Postgraduate research project

Uncovering extremely luminous flares from supermassive black holes with next-generation survey telescopes

Funding
Fully funded (UK and international)
Type of degree
Doctor of Philosophy
Entry requirements
2:1 honours degree View full entry requirements
Faculty graduate school
Faculty of Engineering and Physical Sciences
Closing date

About the project

Modern all-sky astronomical surveys have started detecting unusual, extremely luminous, and long-lived flares in the centres of distant galaxies. These flares are too bright to be caused by the death of a single star and are more likely the result of a violent accretion of material onto a supermassive black hole.
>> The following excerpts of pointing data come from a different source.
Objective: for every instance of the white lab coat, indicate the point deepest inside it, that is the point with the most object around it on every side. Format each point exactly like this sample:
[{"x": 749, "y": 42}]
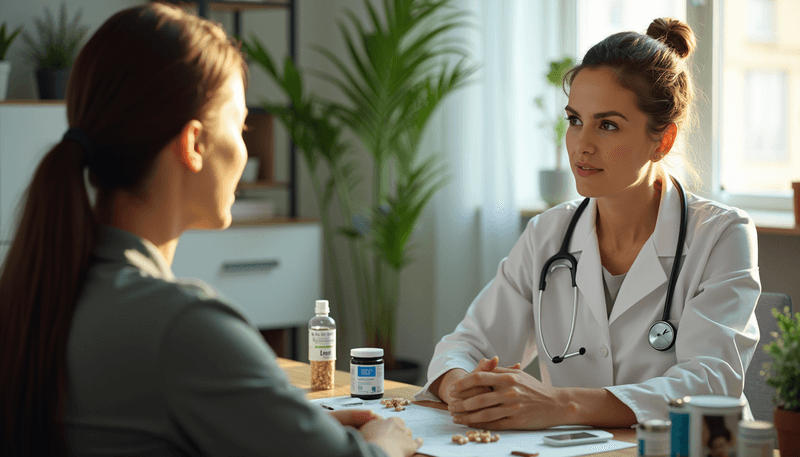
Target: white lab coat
[{"x": 713, "y": 309}]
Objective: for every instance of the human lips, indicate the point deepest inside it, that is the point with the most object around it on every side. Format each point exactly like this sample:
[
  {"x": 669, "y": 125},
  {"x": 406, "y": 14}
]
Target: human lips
[
  {"x": 584, "y": 169},
  {"x": 587, "y": 167}
]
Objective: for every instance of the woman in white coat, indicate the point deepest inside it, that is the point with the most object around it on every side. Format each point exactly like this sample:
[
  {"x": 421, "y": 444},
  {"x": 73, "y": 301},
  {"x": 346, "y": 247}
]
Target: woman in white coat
[{"x": 628, "y": 99}]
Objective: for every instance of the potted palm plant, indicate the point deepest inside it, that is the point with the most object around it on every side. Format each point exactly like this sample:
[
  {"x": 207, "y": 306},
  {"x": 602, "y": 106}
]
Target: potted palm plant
[
  {"x": 54, "y": 50},
  {"x": 400, "y": 65},
  {"x": 556, "y": 185},
  {"x": 5, "y": 66},
  {"x": 783, "y": 373}
]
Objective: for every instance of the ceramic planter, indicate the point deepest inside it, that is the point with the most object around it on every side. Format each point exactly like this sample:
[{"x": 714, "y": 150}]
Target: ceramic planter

This project aims to uncover what that material is and how it gets there, which is key to understanding how black holes grow.

So far, around 20 of these ambiguous nuclear transients (ANTs) are known, including the most energetic cosmic event ever observed, discovered by the Southampton group. Some occur in galaxies with a black hole that is already accreting material (an “active galactic nucleus”; AGN) while others have no sign of activity.
 
One explanation is that a massive star, several times the size of the sun, gets shredded by tidal forces from the black hole - but how and why the star gets there is difficult to explain. On the other hand, the timescales of these events are far too short to be caused by large-scale instabilities in existing accretion disks. 
 
Finally, most of the events have “echoes” seen at mid-infrared wavelengths, implying that they are shrouded in warm dust - perhaps some of this dust is what is falling into the black hole.
 
To answer these mysteries, this project make use of the Southampton group’s leading position in two of the most exciting new telescopes in the world: the Vera Rubin Observatory and its Legacy Survey of Space and Time (LSST) will discover millions of new astrophysical transients like supernovae, tidal disruptions of stars, and hundreds or thousands of ANTs, dwarfing any previous survey by orders of magnitude.
 
Southampton is a core member of the TiDES survey which will obtain a spectrum of every ANT discovered by LSST. 
 
In this project you will compare state-of-the-art theoretical models with the LSST light curves and TiDES spectra to measure the energy, the black hole mass, and the chemical composition of these mysterious flares. You will also have the opportunity to use other world-class facilities such as the Very Large Telescope and the James Webb Space Telescope. You will work in an international research team with great opportunities for travel and worldwide collaboration.